Civic staff were responding to a letter to Delta mayor and council by Cameron Eby, provincial president of the Ambulance Paramedics and Emergency Dispatchers of B.C., CUPE Local 873, whose executive met with Delta officials at last year’s Union of B.C. Municipalities convention. The paramedics union, which also met with provincial officials, is lobbying for improved ambulance and paramedicine services in communities such as Delta.

Calling it dangerous and a potential overload and exhaust of firefighters, paramedics claim, “Given their superior level of training and equipment, B.C. paramedics are the only frontline medical professionals qualified to handle B.C. patients during a medical crisis for early assessment, critical intervention, treatment, monitoring, transport and continuum of care to the emergency department.”

Eby’s letter calls for an investment in more paramedics and raises a concern over the downloading of emergency response to firefighters.
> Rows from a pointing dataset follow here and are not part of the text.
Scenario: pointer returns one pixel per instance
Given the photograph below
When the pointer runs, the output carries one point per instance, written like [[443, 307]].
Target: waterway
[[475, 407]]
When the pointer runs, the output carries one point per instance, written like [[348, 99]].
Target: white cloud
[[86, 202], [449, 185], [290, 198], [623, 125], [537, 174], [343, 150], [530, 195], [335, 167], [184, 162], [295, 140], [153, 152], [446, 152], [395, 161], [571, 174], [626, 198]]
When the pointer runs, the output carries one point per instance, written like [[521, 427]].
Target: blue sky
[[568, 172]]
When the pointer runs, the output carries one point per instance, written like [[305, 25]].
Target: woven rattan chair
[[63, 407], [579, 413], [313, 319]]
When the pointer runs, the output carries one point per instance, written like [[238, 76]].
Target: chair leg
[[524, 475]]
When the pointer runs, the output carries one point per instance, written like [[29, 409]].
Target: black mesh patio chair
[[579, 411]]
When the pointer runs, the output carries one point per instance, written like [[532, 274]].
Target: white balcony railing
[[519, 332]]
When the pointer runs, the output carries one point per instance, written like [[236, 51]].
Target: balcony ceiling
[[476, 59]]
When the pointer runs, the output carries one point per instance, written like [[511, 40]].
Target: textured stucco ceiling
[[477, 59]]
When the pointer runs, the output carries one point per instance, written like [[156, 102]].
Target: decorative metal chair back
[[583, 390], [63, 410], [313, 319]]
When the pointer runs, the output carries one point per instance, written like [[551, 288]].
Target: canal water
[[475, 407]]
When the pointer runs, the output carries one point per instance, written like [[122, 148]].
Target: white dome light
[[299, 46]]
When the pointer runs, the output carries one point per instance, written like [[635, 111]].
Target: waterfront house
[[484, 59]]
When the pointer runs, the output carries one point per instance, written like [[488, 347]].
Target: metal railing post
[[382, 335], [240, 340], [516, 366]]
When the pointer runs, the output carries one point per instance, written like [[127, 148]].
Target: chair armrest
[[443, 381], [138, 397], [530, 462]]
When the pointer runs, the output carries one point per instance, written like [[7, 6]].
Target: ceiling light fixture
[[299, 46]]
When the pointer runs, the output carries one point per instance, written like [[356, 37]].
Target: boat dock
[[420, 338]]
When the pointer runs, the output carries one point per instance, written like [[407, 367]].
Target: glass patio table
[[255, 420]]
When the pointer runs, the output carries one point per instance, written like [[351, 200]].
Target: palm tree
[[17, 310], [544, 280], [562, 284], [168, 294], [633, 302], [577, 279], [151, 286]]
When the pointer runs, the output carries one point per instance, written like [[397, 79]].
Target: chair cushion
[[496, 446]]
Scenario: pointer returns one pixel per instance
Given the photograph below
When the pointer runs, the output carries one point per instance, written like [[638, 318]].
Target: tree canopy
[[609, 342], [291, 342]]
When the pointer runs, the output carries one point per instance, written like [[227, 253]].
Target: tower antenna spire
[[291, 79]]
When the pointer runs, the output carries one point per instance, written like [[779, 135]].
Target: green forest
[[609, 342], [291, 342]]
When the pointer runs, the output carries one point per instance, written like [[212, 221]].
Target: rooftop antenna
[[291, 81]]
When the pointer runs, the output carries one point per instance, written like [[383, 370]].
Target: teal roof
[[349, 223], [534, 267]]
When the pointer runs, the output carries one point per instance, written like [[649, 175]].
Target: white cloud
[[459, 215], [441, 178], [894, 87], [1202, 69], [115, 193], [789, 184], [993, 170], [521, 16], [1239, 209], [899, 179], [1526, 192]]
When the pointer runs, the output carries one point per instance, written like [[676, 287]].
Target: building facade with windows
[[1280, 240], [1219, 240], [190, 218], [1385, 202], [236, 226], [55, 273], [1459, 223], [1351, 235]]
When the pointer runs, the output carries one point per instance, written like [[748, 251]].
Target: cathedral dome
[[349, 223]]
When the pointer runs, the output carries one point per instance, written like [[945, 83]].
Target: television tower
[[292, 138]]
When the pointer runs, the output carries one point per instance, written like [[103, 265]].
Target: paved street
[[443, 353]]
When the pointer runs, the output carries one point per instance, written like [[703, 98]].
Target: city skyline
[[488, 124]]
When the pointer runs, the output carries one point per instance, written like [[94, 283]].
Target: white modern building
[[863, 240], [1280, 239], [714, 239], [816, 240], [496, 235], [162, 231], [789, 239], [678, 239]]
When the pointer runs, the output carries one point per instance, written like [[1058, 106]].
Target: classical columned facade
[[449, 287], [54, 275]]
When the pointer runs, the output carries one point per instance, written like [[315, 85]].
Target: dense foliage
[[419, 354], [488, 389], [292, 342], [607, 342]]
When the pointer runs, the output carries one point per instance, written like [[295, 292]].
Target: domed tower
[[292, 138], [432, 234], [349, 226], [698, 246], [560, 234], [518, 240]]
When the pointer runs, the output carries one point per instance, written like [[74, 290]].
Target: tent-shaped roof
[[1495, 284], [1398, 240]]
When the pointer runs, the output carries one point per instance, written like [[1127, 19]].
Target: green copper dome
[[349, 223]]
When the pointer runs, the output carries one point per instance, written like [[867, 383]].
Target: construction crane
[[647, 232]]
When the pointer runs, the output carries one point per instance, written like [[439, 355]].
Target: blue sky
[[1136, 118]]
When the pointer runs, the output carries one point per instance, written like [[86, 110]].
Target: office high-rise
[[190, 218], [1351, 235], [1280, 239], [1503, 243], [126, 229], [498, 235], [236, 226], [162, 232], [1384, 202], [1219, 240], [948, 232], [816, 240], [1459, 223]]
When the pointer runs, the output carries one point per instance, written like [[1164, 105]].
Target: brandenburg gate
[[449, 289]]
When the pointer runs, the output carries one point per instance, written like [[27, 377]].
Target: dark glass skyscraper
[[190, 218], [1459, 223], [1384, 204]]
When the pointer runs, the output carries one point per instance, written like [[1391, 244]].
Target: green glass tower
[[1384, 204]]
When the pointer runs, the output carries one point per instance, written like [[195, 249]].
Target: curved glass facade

In 2015, Delta Fire and Emergency Services rolled out its program to provide enhanced medical aid, a move not well received by ambulance first responders at the time. Emergency Health Services claimed Delta was acting illegally.

Noting Delta has requested a full-time, 24/7 ambulance station for Tsawwassen since 2005, a civic staff response to Eby’s letter stated there are no indications the medical certification for firefighters has had any deleterious impact. The report also noted a third-party review in December, 2016 found the enhanced skills and knowledge of fire first responders “supports patient care and is a proactive and evidenced-based approach to improving pre-hospital care capabilities.”

In a 2015 letter, Mayor Lois Jackson responded to the concerns, saying Delta had the legal authority to provide ancillary health services and that, with the city’s geography, it makes sense to do so.

“It simply makes sense as the right thing to do to provide this level of service to our residents at municipal cost in the face of increasing challenges for provincially funded ambulance services,” she stated. “I remind you that this is an ancillary service to support and supplement the paramedics, but only until an ambulance arrives, if it arrives at all.”

Jackson stressed that firefighters would not be transporting patients and the city was not trying to provide a competing emergency service.